Create a DataFrame with columns 'math', 'science', and 'english' containing scores for five students. Use .mean() to compute the average score for each subject (column-wise) and for each student (row-wise with axis=1).
Solution to Exercise 1
Use .mean() with different axis values.
import pandas as pd
df = pd.DataFrame({
'math': [85, 90, 78, 92, 88],
'science': [80, 85, 82, 95, 90],
'english': [75, 88, 91, 84, 79]
})
print("Average per subject:\n", df.mean())
print("\nAverage per student:\n", df.mean(axis=1))
Exercise 2.
Given a DataFrame of daily stock prices for three tickers, compute the describe() statistics.
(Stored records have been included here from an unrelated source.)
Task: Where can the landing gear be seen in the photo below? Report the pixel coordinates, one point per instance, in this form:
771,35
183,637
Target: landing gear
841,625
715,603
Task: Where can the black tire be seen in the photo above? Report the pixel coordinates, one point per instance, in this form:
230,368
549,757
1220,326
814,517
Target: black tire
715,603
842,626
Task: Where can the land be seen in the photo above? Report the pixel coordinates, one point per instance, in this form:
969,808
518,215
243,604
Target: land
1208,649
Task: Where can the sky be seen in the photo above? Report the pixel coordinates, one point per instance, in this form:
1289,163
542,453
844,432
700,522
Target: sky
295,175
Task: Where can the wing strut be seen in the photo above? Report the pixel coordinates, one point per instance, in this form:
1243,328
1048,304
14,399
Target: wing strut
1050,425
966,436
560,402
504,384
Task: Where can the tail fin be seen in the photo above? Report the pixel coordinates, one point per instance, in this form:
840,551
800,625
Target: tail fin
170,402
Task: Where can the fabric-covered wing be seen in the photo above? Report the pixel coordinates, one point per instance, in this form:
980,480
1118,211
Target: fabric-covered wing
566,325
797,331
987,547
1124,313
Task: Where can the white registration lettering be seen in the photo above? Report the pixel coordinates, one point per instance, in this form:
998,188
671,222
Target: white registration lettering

Then extract only the 'mean' and 'std' rows from the result using .loc.
Solution to Exercise 2
Use describe() and extract specific rows with .loc.
import pandas as pd
import numpy as np
np.random.seed(42)
df = pd.DataFrame({
'AAPL': np.random.uniform(140, 160, 20),
'MSFT': np.random.uniform(340, 360, 20),
'GOOGL': np.random.uniform(130, 150, 20)
})
stats = df.describe()
print(stats.loc[['mean', 'std']])
Exercise 3.
Create a Series with some NaN values. Demonstrate the difference between .count() and len() by printing both. Then compute the .sum() and show that NaN values are skipped by default but can be included by setting min_count.
Solution to Exercise 3
Show the difference between count() and len().
import pandas as pd
import numpy as np
s = pd.Series([10, 20, np.nan, 40, np.nan])
print(f"count(): {s.count()}") # 3
print(f"len(): {len(s)}") # 5
print(f"sum(): {s.sum()}") # 70 (NaN skipped)